Sport invernali

Hockey, perché i giocatori possono picchiarsi davanti agli arbitri ed è tutto regolare?

Nell’hockey spesso ci sono delle zuffe sul ghiaccio, come se nulla fosse. Giocatori che se le danno di santa ragione anche sotto gli occhi degli arbitri, senza una minima preoccupazione. È accaduto anche nella sfida tra New York e Philadelphia. Certo, non che i protagonisti della rissa, che se sono vere zuffe allora coinvolgono anche più di una persona, restino impuniti. Infatti, vanno incontro a penalità a tempo da scontare in panca lasciando la squadra in inferiorità numerica e non a un’espulsione immediata. Detto questo, resta uno dei pochi sport professionistici a permettere il combattimento nel corso di un match.
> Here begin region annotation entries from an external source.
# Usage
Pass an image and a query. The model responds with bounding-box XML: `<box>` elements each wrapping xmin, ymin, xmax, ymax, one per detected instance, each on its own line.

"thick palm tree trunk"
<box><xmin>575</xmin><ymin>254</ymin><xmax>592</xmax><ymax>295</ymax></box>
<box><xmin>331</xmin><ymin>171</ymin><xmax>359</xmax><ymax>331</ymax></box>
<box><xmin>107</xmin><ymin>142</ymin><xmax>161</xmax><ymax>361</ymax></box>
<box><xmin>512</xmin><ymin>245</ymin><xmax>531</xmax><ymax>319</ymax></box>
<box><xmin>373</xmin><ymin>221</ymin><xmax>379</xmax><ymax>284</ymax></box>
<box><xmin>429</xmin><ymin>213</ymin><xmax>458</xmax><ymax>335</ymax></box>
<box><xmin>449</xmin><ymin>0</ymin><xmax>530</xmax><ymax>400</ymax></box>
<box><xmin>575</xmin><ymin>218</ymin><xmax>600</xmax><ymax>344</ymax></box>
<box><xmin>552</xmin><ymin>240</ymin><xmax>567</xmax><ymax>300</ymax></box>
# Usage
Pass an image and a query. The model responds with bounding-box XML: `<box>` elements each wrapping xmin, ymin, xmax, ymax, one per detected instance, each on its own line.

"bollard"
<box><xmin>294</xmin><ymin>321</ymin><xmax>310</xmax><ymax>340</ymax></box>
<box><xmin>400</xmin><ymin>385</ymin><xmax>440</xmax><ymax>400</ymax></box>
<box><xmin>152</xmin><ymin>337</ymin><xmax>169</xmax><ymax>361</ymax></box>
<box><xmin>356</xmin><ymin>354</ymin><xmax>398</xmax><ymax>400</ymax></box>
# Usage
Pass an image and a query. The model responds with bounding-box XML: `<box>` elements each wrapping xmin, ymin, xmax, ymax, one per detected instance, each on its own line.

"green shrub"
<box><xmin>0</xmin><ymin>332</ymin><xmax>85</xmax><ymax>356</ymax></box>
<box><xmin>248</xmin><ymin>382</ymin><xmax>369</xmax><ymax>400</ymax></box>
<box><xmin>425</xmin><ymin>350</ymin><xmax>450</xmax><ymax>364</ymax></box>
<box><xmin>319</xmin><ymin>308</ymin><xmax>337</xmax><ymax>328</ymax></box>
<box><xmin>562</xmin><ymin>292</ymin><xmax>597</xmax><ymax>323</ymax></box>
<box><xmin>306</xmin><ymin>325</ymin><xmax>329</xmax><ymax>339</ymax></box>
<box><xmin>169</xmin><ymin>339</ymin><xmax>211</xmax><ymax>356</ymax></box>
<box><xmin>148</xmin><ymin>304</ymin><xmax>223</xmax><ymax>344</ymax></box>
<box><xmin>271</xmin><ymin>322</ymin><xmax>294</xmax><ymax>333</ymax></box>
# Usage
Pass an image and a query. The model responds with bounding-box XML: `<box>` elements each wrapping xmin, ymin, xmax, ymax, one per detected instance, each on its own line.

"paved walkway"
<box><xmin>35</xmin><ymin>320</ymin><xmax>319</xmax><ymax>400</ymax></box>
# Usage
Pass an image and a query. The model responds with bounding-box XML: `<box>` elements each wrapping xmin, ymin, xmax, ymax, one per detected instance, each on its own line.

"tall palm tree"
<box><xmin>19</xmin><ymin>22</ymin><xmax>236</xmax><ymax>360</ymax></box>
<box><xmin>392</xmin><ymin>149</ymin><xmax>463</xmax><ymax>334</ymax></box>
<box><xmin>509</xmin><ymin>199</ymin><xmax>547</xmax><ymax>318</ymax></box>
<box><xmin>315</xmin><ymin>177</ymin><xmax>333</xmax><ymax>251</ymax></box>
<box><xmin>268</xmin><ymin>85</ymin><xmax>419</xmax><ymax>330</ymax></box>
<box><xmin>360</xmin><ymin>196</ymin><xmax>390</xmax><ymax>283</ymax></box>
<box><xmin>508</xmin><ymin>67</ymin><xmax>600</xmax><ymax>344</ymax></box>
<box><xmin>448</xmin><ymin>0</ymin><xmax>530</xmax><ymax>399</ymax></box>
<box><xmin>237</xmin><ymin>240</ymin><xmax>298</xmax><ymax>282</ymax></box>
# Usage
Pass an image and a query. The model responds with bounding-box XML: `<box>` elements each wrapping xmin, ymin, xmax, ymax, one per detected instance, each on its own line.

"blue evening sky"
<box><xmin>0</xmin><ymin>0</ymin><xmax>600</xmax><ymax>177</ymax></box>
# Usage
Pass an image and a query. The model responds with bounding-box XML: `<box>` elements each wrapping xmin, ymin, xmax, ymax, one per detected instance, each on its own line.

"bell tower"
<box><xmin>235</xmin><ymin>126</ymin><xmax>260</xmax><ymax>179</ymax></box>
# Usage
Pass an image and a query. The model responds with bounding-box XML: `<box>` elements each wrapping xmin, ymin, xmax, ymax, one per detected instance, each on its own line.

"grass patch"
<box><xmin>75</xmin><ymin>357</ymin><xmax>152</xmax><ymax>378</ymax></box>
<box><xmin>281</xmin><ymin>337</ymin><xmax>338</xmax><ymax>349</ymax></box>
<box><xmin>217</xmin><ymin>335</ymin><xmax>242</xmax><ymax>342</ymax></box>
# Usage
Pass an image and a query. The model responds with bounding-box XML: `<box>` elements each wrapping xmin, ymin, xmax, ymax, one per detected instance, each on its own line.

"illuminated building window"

Gli ufficiali di gara non si intromettono quando sul ghiaccio scoppia un parapiglia, almeno fino a quando uno dei duellanti non lascia perdere, cada oppure se la rissa si dovesse protrarre tanto a lungo da rendere necessario l’intervento degli arbitri per sedare gli animi.

Pista di hockey | pixabay @hfromnc

Lo scontro

Se tutto è permesso, e non c’è appunto l’espulsione immediata, ecco spiegato il motivo di questi confronti a muso duro. Una sorta di “farsi giustizia” da praticare sul campo, nel caso uno degli avversari si comporti in maniera scorretta o pratichi un gioco pericoloso; una specie di diversivo per spezzare il ritmo dell’incontro. La rissa è anche qualcosa di codificato dal regolamento della Nhl che all’articolo 46 piazza alcuni paletti anche a queste forme di opportunità di sfogo così plateale e violento. Menarsi, in sostanza, è sì consentito ma deve essere frutto di un accordo reciproco tra le parti oppure di un gesto eloquente (come lanciare i guantoni sul ghiaccio, accade anche questo in segno di sfida come i vecchi duelli) che lascia intendere cosa accadrà. Invece, se un giocatore aggredisce un avversario senza che l’altro abbia accettato “la sfida” allora gli verrà inflitto una penalità per istigazione di due minuti (o anche maggiore) a seconda della gravità della situazione. In questo caso per cattiva condotta può anche restare fermo per 10 minuti.

Portiere di hockey | pixabay @RoboMichalec

Cosa dice il regolamento

La figura dell’istigatore è indicata dal punto 11 dello stesso articolo 46. Viene identificato come tale chi “con le sue azioni o il suo comportamento dimostra uno/alcuni dei seguenti criteri: distanza percorsa; togliersi prima i guanti; primo pugno sferrato; atteggiamento o postura minacciosa; istigazione o minaccia verbale; condotta in ritorsione a un incidente di gioco (o stagione) precedente; ovvia punizione per un precedente incidente nel gioco o nella stagione”. Se nella zuffa qualche compagno si lascia trascinare, allora chi si intromette rischia di essere sanzionato per cattiva condotta. È la cosiddetta regola del terzo uomo prevista al 16 dell’articolo 46 (sempre lui): “Una penalità di partita per cattiva condotta, a discrezione dell’arbitro, sarà inflitta a qualsiasi giocatore che sia il primo a intervenire (terzo uomo) in un alterco già in corso, tranne quando viene inflitta una penalità di partita nell’alterco originale. Questa sanzione si aggiunge a tutte le altre sanzioni previste per lo stesso incidente. Questa regola si applica anche ai giocatori successivi che scelgono di intervenire nello stesso o in altri alterchi durante la stessa interruzione del gioco”.

L’unica novità rispetto al passato è che adesso non è più consentito sfilare la protezione dal capo prima che il combattimento inizi. Chi lo fa incorre in una penalità ulteriore per atteggiamento antisportivo. “Nessun giocatore può togliersi il casco prima di iniziare un combattimento. Se farà questo, gli sarà inflitta una penalità minore di due minuti per comportamento antisportivo. I caschi che si staccano nel corso e in seguito all’alterco non comporteranno una penalità per nessuno dei giocatori”, si legge nella norma.